In a separate action, System, the Washington Trucking Associations, and five other carriers sought money damages from the Department and department employees who had engaged in the complained-of audit conduct, asserting claims for relief under 42 U.S.C. § 1983 and tortious interference with contract. In a decision filed earlier this year, the Supreme Court held that the § 1983 claim was barred by comity and the tortious interference claim was barred by the exclusive remedy provision of the ESA, RCW 50.32.180. Wash. Trucking Ass’ns v. Emp’t Sec. Dep’t, 188 Wash.2d 198, 393 P.3d 761 (2017), cert. denied, No. 17-145, ––– U.S. ––––, ––– S.Ct. ––––, ––– L.Ed.2d ––––, 2017 WL 3324734 (U.S. Oct. 2, 2017).

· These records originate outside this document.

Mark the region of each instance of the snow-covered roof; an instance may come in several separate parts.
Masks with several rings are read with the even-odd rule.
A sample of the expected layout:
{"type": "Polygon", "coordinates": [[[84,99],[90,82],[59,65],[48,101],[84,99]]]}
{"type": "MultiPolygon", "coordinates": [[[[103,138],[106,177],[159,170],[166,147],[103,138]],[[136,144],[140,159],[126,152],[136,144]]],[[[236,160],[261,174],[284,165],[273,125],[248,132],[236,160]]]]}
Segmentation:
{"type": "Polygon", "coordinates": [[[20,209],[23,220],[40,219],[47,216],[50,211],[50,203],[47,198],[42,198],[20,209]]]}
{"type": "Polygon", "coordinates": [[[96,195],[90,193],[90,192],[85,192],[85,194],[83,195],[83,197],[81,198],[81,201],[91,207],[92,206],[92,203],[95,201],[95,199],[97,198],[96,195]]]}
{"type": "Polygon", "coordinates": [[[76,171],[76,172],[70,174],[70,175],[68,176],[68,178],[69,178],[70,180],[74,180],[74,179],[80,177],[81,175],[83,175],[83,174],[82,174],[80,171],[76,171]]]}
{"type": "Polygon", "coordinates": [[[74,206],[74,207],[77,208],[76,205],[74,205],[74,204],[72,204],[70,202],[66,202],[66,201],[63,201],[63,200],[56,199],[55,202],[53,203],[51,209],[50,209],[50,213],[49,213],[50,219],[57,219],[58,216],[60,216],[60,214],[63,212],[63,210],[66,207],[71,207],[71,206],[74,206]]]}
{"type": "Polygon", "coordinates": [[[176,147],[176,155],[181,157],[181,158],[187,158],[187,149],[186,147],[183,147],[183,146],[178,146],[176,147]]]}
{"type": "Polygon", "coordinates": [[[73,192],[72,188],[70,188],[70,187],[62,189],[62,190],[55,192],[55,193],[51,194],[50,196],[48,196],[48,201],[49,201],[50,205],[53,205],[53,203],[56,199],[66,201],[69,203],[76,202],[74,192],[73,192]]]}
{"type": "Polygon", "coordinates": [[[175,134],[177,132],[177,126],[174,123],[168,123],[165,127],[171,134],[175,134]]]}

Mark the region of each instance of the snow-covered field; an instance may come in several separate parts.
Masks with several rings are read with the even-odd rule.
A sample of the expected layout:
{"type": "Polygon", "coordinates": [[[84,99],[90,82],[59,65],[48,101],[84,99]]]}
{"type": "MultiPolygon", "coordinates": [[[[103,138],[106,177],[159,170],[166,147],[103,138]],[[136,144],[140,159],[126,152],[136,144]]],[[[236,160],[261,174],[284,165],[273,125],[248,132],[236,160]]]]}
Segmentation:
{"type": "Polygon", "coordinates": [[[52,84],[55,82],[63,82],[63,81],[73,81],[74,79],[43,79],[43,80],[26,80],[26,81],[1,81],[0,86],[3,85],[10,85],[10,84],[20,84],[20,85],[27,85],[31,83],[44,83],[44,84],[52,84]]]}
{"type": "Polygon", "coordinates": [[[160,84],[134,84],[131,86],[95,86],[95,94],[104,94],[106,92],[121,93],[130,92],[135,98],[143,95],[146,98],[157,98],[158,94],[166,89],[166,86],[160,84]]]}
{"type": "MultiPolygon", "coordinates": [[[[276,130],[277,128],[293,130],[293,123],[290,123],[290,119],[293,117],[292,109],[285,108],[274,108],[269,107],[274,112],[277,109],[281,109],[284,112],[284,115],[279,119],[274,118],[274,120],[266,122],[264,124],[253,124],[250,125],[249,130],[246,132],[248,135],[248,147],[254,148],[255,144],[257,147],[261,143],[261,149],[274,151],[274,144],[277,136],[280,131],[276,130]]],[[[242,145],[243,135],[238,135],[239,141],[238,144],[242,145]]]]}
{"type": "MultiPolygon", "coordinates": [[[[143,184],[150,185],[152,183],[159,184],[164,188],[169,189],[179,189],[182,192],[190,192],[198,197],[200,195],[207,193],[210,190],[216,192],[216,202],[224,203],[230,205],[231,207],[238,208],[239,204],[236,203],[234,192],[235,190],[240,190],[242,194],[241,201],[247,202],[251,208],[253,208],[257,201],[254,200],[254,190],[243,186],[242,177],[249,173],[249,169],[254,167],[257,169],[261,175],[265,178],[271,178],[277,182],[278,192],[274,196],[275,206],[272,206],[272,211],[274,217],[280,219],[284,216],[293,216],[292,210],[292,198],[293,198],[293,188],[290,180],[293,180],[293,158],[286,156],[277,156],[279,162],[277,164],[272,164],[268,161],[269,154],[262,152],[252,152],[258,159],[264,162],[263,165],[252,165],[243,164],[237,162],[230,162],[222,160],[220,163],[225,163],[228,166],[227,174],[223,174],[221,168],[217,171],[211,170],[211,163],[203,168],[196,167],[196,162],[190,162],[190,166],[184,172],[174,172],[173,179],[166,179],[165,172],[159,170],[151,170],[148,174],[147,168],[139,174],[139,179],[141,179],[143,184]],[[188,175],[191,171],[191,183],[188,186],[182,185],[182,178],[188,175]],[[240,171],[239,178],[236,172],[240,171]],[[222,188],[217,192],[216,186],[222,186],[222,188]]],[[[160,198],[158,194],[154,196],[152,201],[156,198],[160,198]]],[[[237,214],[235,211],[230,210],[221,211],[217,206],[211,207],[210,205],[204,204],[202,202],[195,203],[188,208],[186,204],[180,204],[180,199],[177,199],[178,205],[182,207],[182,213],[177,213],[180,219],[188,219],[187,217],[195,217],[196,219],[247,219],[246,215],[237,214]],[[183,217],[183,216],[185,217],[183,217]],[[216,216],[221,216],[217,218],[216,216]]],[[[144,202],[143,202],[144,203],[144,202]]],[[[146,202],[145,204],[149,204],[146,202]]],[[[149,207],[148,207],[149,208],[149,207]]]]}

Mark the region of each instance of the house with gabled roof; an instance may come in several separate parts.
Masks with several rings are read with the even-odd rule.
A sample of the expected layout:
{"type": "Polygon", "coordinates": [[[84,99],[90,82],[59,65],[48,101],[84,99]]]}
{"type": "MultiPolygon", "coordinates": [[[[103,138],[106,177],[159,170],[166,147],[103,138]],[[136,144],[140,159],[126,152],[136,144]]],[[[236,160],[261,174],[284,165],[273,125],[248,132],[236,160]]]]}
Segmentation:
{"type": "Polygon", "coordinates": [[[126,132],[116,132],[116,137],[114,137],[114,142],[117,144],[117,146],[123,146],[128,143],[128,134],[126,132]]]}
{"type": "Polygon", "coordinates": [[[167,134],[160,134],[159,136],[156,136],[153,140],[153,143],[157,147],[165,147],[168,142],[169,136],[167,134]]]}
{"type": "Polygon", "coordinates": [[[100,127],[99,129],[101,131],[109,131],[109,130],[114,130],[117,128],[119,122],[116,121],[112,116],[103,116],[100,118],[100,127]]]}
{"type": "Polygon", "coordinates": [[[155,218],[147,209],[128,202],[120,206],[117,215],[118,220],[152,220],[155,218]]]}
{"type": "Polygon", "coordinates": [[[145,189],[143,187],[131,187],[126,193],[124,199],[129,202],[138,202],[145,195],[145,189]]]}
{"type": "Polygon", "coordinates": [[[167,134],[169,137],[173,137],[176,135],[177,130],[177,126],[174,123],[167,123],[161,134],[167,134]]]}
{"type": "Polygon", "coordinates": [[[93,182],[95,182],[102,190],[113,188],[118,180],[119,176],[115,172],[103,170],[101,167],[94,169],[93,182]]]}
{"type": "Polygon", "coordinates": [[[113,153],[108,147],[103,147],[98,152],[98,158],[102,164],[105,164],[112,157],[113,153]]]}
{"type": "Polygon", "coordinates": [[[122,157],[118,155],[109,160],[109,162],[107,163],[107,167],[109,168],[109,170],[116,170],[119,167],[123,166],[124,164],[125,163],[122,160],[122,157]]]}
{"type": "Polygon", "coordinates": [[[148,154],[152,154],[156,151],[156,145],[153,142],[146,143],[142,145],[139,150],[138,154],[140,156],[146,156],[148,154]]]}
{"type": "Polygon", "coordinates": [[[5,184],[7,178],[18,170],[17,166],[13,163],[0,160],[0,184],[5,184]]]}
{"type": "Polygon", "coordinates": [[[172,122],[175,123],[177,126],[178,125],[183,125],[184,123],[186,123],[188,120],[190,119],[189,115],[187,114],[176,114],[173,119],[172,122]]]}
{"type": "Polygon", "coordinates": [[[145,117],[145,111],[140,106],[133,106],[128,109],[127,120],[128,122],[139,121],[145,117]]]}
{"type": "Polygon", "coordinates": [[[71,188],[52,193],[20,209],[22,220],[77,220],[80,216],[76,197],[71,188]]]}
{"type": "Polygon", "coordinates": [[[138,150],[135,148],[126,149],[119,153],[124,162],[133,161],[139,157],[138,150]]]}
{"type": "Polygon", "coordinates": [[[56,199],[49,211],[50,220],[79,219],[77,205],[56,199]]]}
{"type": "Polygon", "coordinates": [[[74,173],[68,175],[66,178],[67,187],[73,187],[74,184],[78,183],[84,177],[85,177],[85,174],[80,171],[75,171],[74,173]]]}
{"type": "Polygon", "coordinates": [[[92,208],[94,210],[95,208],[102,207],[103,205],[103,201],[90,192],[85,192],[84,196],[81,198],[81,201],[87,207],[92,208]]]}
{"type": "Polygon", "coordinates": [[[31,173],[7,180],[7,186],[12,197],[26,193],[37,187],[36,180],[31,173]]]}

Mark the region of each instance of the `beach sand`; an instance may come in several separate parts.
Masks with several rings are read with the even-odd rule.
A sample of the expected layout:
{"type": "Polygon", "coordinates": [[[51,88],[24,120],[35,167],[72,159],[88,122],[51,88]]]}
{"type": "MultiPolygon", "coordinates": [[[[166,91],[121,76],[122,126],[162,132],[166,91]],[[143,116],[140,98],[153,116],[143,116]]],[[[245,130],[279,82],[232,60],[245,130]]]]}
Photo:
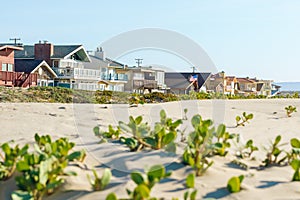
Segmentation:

In arriving at its decision, our Supreme Court observed that the carriers had an adequate remedy in their ability to appeal the assessments, including to obtain judicial review of challenges that could not be resolved by the ALJ or the commissioner.

17

U.S. CONST. amend. XIV.

18

The Department argues that the audit procedures had no application to Hatfield and also defends most of the conduct of department employees that the carriers claim was improper. Given the two grounds on which we can reject this assignment of error by the carriers, we do not address these additional issues.

19

Swanson and System both request attorney fees but neither cites authority to support their requests. Their requests are denied. See RAP 18.1.